In the second study, the effects of genderless versus gendered language were limited to measures that clearly evoked gender. Participants interviewed in Estonian did not have reliably different views on suicide from participants who interviewed in Russian.

  • The effects of genderless versus gendered language were weaker when social norms were emphasized.
  • When normative information about a proposal to advance gender equality was absent, Estonian-language participants were reliably more supportive of the proposal than Russian-language participants.
  • When such information was present, the difference between the two groups decreased.

The effects of genderless versus gendered language extend beyond Estonia, throughout the different nations and cultural contexts captured in responses to the World Values Survey (WVS).

  • Individuals who reported speaking a genderless language at home were more likely to express gender-equal attitudes.

These findings emphasize the role of language in constructing political realities and suggest that gender-neutral language may be an avenue for advancing views on gender equality. They might be applied to increase female political representation in gendered-language contexts, where people have a heightened awareness of gender differences, through policies that highlight women's unique perceived strengths, as well as in genderless-language contexts through efforts that emphasize women's parity with men.
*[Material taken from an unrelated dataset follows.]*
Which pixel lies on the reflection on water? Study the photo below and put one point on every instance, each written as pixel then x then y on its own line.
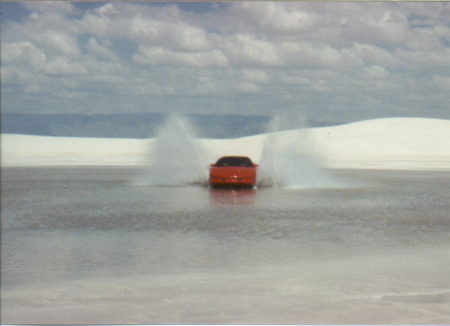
pixel 385 240
pixel 232 197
In Study 1, 1,200 bilingual Estonians were randomly assigned to be interviewed in either Estonian, a genderless language, or Russian, a gendered language. They were asked questions measuring their attitudes toward gender stereotypes, policies intended to advance gender equality, and female political representation and leadership. Interviews were conducted in May and June of 2014.

Study 2 replicated Study 1 with a smaller cohort of 262 participants. It incorporated two new elements: 1) a placebo question measuring attitudes toward suicide, not gender, and 2) a question-wording manipulation testing the impact of norms, measured by the percentage of Estonians who would be in favor of a proposed action to advance gender equality. Interviews were conducted in March and April of 2016.

Study 3 extended the research beyond Estonia through a cross-national analysis based on data from the WVS, which included 90 countries and up to 170,000 individuals. It assessed whether respondents spoke a genderless or gendered language based on the language they reported speaking at home and data from the World Atlas of Language Structures and compared responses to biased statements about women's role in the workforce, as political leaders, as university students, and as business executives across the two groups. The WVS data spanned the years 1995 to 2014.

Estonia was selected as a study location due to its sizable population of people that are equally proficient in a genderless (Estonian) and gendered (Russian) language, as well as prior research showing that Estonians and Russians share many political opinions and values.